Flames Season Defined by Inconsistency

The 2017-18 season did not go the way the Calgary Flames had hoped. With Johnny Gaudreau and Sean Monahan leading the offense, Travis Hamonic being brought in to bolster the blue line, and Mike Smith expected to deliver consistent goaltending, playoffs were expected to be a shoo-in. But then, inconsistency kicked in.

Gaudreau and Monahan were lights out to start the year, Smith was looking like a potential Vezina Trophy candidate, and the power play was extremely effective. Of course, this was all early in the year. When it really mattered most, when the wins were an absolute necessity in order to make the playoffs, no one came to play.

Scoring

For the first few months of the season, Gaudreau and Monahan seemed unstoppable. Gaudreau was in early conversations for the Hart Trophy, while both he and Monahan were on pace to smash their previous career-highs in points. While the pair continued to light up the scoresheet and did go on to set new career-highs in points, their individual success wasn’t being reflected in the standings, due to an extreme drought of bottom-six scoring.

Sean Monahan Flames
Sean Monahan (Amy Irvin / The Hockey Writers)

It wasn’t until near Christmastime that all lines were producing offensively, and to no one’s surprise, the wins followed. It was following the Christmas break the Flames would string together a seven-game win streak, scoring 27 goals in the process.

But following the win streak, was a losing streak. Then another losing streak. And then another. Their most recent losing streak was a critical and season-ending one, which they’re currently still riding as of Mar. 26. The Flames have now lost five straight, scoring only seven goals, and realistically dropping out of the playoff race.

Although the lack of offense wasn’t the only contributing factor to the accumulating losses down the stretch, it certainly was the most critical.

“Our scoring has dried up. Not from a lack of effort. Not from lack of chances,” said Flames head coach Glen Gulutzan in a Calgary Sun article. “We’re generating shots and chances. Yeah, it gets frustrating for the guys when they’re getting looks and they can’t bury, but they’ve got no choice but to keep going.”

Not so Potent Power Play

It may be hard to believe right now, but the Flames’ power play was actually excellent to start the season. It seemed like almost every goal they scored was with the man advantage, which ranked in the top ten in the league. But approximately two months into the season, it was nothing but crickets.

Many fans are using Gulutzan and assistant coach Dave Cameron as scapegoats for the drastic decline in the power play’s efficiency. While they could very well be part of the problem, the bigger issue was the loss of Kris Versteeg.

Versteeg Flames
Kris Versteeg of the Calgary Flames. (Candice Ward-USA TODAY Sports)

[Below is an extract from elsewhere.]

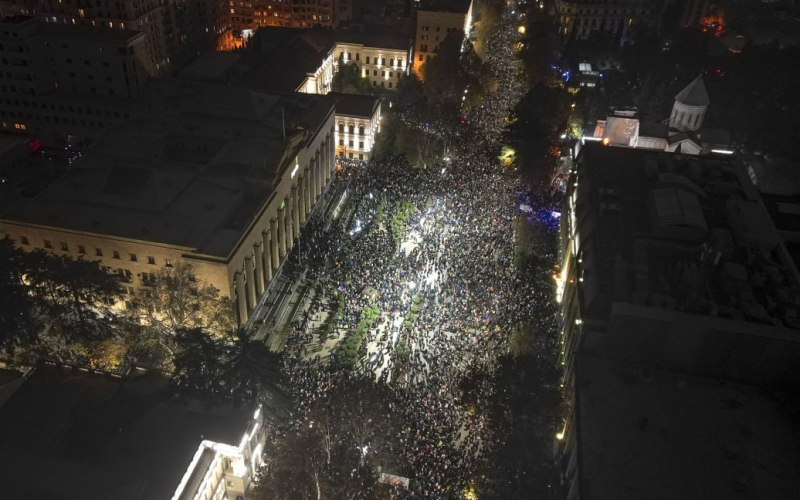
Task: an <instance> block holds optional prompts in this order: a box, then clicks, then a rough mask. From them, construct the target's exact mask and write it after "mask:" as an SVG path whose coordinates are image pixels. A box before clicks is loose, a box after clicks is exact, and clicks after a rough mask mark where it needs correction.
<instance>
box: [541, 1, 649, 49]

Versteeg may not light up the scoresheet, but he was an essential part of that top power play unit, and immediately after he went down with long-term hip injury, the man advantage also went down. It’s no coincidence the Flames power play was one of the best in the NHL to start the season (with Versteeg), then took a nosedive without him.

“We’re having a little trouble generating, we’re squeezing a little bit five-on-five, but our power play is the one thing that has to bail you out when you go through these things. And it’s not,” said Gulutzan in a Calgary Sun article.

Goaltending

The one area for the Flames that has been solid pretty much the entire season is goaltending. Smith has been as reliable as they come for over three-quarters of the season, and is likely still considered the Flames’ MVP. On multiple occasions, Smith was the sole reason the Flames won the game. He continued to prove night in and night out why the Flames brought him over from the Arizona Coyotes.

Mike Smith Flames
Calgary Flames goalie Mike Smith (Sergei Belski-USA TODAY Sports)

But when the Flames needed him most, when the games were must-wins to remain in the playoff race, he simply wasn’t there. Perhaps it was simply bad luck on Smith’s part, as he suffered a lower-body injury Feb. 11 that kept him out of action for one month. It was evident Smith was not the same following his return, which was simply a bad break for he and the Flames. Even in Smith’s absence, backup David Rittich, who was exceptional in each of his starts for Smith’s off-nights, failed to succeed as the temporary starter.

At the end of the day, the Flames showed, at one point in the season, they’re capable of playing to an elite level in all facets of the game. When healthy and on point, the offense can score with the best of them, with the right personnel, the power play can be lethal, and with Smith at 100 percent, goaltending is their biggest strength.

It’s tough to win consistently in the NHL if you’re not executing consistently on each area of the ice. And the Flames simply weren’t a consistent group this season.